Assembly Bill 556 amends the Fair Employment and Housing Act (Government Code § 12920 et seq.) to add “military or veteran status” as a class protected from discrimination in employment. The protected status includes “a member or veteran of the United States Armed Forces, United States Armed Forces Reserve, the United States National Guard, and the California National Guard.” Employers may inquire regarding an applicant’s or employee’s military or veteran status for the purpose of awarding a veteran’s preference as permitted by law.

Senate Bill 292 amends the Fair Employment and Housing Act to clarify that sexual harassment claims do not require a showing of sexual desire. The legislation, effective January 1, 2014, is a response to Kelley v. Conco Companies, a 2011 case where the court dismissed an employee’s same-sex sexual harassment claim because, among other issues, there was no evidence the harassment was “motivated by sexual desire.”

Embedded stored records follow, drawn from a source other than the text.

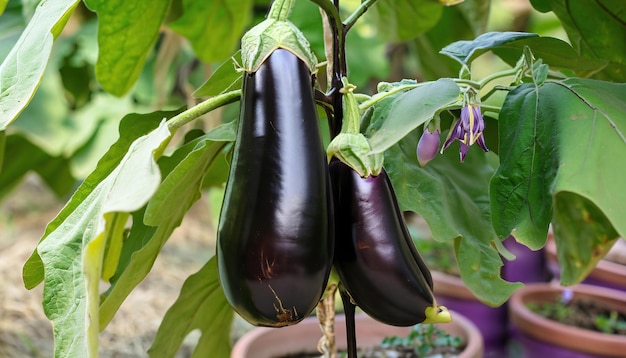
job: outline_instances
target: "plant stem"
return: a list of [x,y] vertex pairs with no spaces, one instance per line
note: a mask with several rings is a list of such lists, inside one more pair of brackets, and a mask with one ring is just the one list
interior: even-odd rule
[[274,0],[270,11],[267,14],[268,19],[274,19],[278,21],[286,21],[289,12],[293,7],[295,0]]
[[350,295],[342,287],[339,288],[341,301],[343,303],[343,312],[346,316],[346,339],[348,343],[348,358],[357,358],[356,356],[356,323],[354,314],[356,306],[352,303]]
[[483,78],[482,80],[480,80],[478,82],[479,86],[477,89],[481,89],[483,88],[487,83],[496,80],[498,78],[502,78],[502,77],[507,77],[507,76],[513,76],[515,75],[517,72],[519,72],[519,68],[518,67],[513,67],[510,70],[506,70],[506,71],[501,71],[501,72],[496,72],[496,73],[492,73],[491,75]]
[[344,21],[344,26],[346,28],[346,31],[348,31],[355,23],[356,21],[363,16],[363,14],[365,14],[365,12],[367,11],[367,9],[369,9],[370,7],[372,7],[376,1],[378,0],[365,0],[361,3],[361,5],[359,5],[359,7],[354,10],[354,12],[352,14],[350,14],[350,16],[346,19],[346,21]]
[[315,3],[317,6],[319,6],[320,9],[324,10],[324,12],[326,13],[326,16],[330,18],[331,22],[334,23],[338,29],[342,28],[343,24],[341,23],[341,17],[339,16],[339,11],[337,10],[337,8],[335,8],[333,3],[330,2],[330,0],[311,0],[311,1]]
[[211,112],[212,110],[219,108],[221,106],[237,102],[241,97],[241,90],[234,90],[230,92],[226,92],[220,94],[215,97],[211,97],[206,101],[199,103],[196,106],[193,106],[186,111],[179,113],[178,115],[170,118],[167,121],[167,126],[171,132],[176,131],[178,128],[184,126],[185,124],[193,121],[194,119],[200,117],[203,114]]

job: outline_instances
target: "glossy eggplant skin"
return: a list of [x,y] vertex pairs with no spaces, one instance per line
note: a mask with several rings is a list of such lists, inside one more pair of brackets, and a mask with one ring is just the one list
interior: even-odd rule
[[333,211],[307,66],[275,50],[245,74],[217,237],[226,298],[256,326],[305,318],[333,261]]
[[433,281],[406,228],[383,169],[362,178],[344,163],[330,164],[335,205],[335,267],[354,303],[394,326],[426,319]]

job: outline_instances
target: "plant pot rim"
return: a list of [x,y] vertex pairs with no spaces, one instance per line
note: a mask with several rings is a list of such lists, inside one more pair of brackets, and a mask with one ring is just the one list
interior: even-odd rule
[[478,298],[467,288],[460,277],[441,271],[431,271],[431,275],[433,277],[433,293],[435,296],[441,295],[478,301]]
[[[585,284],[569,288],[574,292],[574,297],[598,299],[609,303],[611,309],[626,313],[624,292]],[[565,287],[556,284],[532,283],[515,291],[509,300],[509,314],[513,324],[523,334],[539,341],[590,354],[623,357],[626,352],[626,336],[567,326],[538,315],[526,307],[530,302],[554,298],[563,289]]]
[[[467,344],[458,358],[480,358],[483,353],[483,339],[480,331],[469,319],[458,312],[450,311],[452,322],[437,325],[439,328],[448,331],[450,334],[458,335]],[[385,336],[406,335],[411,327],[395,327],[380,323],[369,316],[358,313],[355,317],[357,327],[357,344],[361,347],[371,346],[379,343]],[[337,347],[345,349],[345,316],[335,317],[335,334],[337,336]],[[302,338],[290,338],[290,335]],[[322,332],[319,328],[317,317],[305,318],[302,322],[289,327],[269,328],[257,327],[244,334],[233,346],[231,358],[264,358],[266,351],[262,351],[261,344],[273,347],[271,356],[298,353],[308,350],[309,347],[317,346]],[[367,337],[367,338],[366,338]],[[261,343],[262,342],[262,343]],[[365,344],[363,344],[365,342]]]

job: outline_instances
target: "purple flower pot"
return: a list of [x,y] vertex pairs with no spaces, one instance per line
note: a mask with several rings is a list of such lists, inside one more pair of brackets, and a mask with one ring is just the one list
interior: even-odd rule
[[503,279],[523,283],[548,282],[550,280],[551,274],[546,266],[543,250],[533,251],[518,243],[513,236],[509,236],[502,243],[507,250],[515,255],[515,260],[503,260]]

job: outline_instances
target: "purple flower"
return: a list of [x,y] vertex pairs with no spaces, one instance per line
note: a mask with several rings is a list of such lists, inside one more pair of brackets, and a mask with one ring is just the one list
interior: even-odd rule
[[480,113],[480,106],[472,104],[466,105],[461,109],[461,118],[454,122],[452,129],[450,129],[448,138],[441,148],[441,153],[443,153],[454,140],[459,141],[461,162],[465,159],[469,147],[474,143],[477,143],[482,150],[488,152],[489,149],[487,149],[485,145],[485,137],[483,136],[484,130],[485,121],[483,115]]
[[563,289],[563,292],[561,292],[561,302],[568,304],[572,301],[572,298],[574,298],[574,291],[571,288]]
[[439,151],[439,131],[431,133],[428,128],[424,128],[424,133],[417,142],[417,160],[420,166],[426,165],[435,158]]

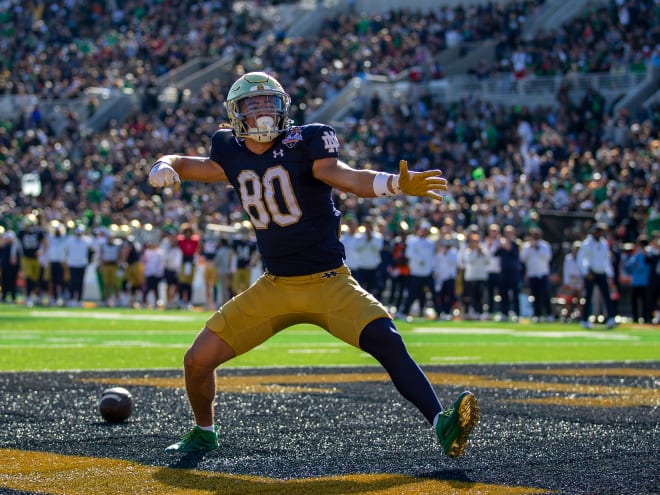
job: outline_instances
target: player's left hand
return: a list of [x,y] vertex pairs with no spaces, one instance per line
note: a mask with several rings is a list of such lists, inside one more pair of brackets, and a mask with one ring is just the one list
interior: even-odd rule
[[440,170],[410,172],[406,160],[399,161],[399,189],[408,196],[425,196],[442,201],[439,191],[447,190],[447,179]]

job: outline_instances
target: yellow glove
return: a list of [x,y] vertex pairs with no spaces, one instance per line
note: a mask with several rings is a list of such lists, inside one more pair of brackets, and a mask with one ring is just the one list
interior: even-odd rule
[[394,177],[393,187],[395,191],[401,191],[407,196],[425,196],[442,201],[438,191],[447,190],[447,179],[441,175],[440,170],[409,172],[408,162],[399,160],[399,175]]

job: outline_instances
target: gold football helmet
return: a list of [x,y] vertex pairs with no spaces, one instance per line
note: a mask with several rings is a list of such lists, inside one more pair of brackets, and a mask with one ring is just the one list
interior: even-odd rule
[[289,130],[291,98],[265,72],[248,72],[232,84],[225,108],[234,134],[267,143]]

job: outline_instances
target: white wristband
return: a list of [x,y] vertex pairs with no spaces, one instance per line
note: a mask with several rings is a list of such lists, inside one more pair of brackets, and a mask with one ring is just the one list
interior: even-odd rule
[[392,192],[389,187],[387,187],[387,183],[390,180],[390,177],[394,179],[394,175],[392,174],[387,174],[385,172],[378,172],[374,176],[374,194],[378,197],[382,196],[394,196],[396,193]]
[[401,176],[399,174],[396,174],[394,177],[392,177],[392,190],[394,191],[394,194],[403,194],[401,186],[399,186],[400,178]]

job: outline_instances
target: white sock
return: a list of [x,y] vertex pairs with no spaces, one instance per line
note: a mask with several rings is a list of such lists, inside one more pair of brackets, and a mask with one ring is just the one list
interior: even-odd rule
[[433,418],[433,429],[435,430],[435,427],[438,425],[438,419],[440,418],[440,415],[442,413],[439,412],[438,414],[435,415],[435,418]]
[[213,425],[211,425],[211,426],[200,426],[200,425],[197,425],[197,426],[199,426],[202,430],[212,431],[213,433],[215,433],[215,426],[213,426]]

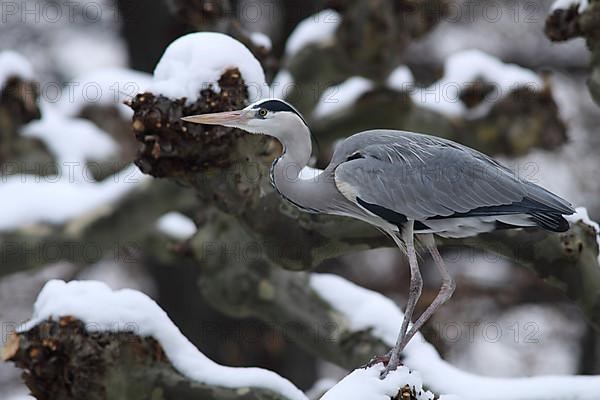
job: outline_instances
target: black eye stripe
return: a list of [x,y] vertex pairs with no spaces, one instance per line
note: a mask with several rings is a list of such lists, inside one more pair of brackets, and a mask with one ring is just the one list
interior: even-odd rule
[[272,112],[277,112],[277,111],[292,112],[292,113],[296,114],[298,117],[300,117],[302,122],[304,122],[304,125],[308,126],[304,117],[294,107],[292,107],[285,101],[265,100],[262,103],[255,104],[254,107],[252,107],[253,110],[260,109],[260,108],[264,108],[265,110],[272,111]]

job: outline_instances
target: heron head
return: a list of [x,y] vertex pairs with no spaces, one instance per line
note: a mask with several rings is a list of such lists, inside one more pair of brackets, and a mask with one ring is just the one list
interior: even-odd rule
[[182,120],[196,124],[221,125],[279,139],[301,127],[308,128],[302,115],[279,99],[259,100],[238,111],[192,115]]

Senate Bill 496 expands state whistleblower protections to employees who report to a governmental agency a reasonable belief that the employer is violating local ordinances, not just state or federal law. The new law also expands protections to supervisors or other employees who could investigate or correct the purported violations. Employers should make sure to investigate all “whistleblower” complaints promptly and make sure supervisors know the proper channels for reporting such complaints.

Assembly Bill 263 prohibits retaliation against employees for participating in Labor Commissioner hearings, political activity, lawful conduct outside of work, and whistleblowing. The law broadens the existing prohibition on discrimination and termination to cover retaliation or other “adverse employment actions.” The new law also extends these protections to employees who file written or oral complaints that they are owed wages and creates a civil penalty of $10,000 per employee, per violation.

Assembly Bill 263 also prohibits retaliation in the form of “unfair immigration-related practices” against suspected undocumented workers who exercise any rights under the California Labor Code or local employment ordinances. The prohibited practices include refusing to honor acceptable documents, or requiring documents different from what the law requires, when completing I-9 employment verification checks; using the E-Verify system in a way not explicitly authorized by federal law to check workers’ immigration status; threatening to file or filing a false police report; and threatening to contact immigration authorities. It does not apply to immigration checks expressly authorized by federal law, such as I-9 checks. However, employers are now explicitly barred from reporting, or threatening to report, an employee’s suspected status as an undocumented worker to immigration authorities after that employee exercises employment-related rights.

Assembly Bill 60 granted undocumented individuals in California the right to obtain driver’s licenses. These licenses will state on their face they are not acceptable identification for I-9 verifications or other purposes under federal law.